We need to realize that God's patience does ultimately wear thin, that there is going to come that occasion, and we do not know when it will be, when God will say that time shall be no more. There shall be delay no longer when the seventh angel sounds the trumpet. The earth will be destroyed and Jesus will come again to bring His people to the very throne of God. Do
you want to be among that number? Do you want to live your life in such a way that you have no fear of that impending judgment, but rather can look forward with anticipation to the coming of Jesus Christ and be able to express fervently from your heart the prayer, “Come, Lord Jesus?”

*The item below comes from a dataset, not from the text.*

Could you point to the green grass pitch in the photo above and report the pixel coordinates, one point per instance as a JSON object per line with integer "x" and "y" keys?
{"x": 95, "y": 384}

If you have not been living faithfully for Christ, will you not open the door of your heart and let Him back in your life? And if you have never given your life to Jesus, why not believe on Him, repent of your sins, confess your faith in Christ and be baptized in Him that you can have your sins washed away and have the assurance that you are now God's child, having been born of the water and spirit?
You then can finally breathe a sign of relief knowing that Jesus has borne your sins and your iniquities and that He is now confessing your name before the Father so that when He comes again He can introduce you to the Father and say, “This is my child. I want You to receive him to be with Us forever.” What a great day that will be!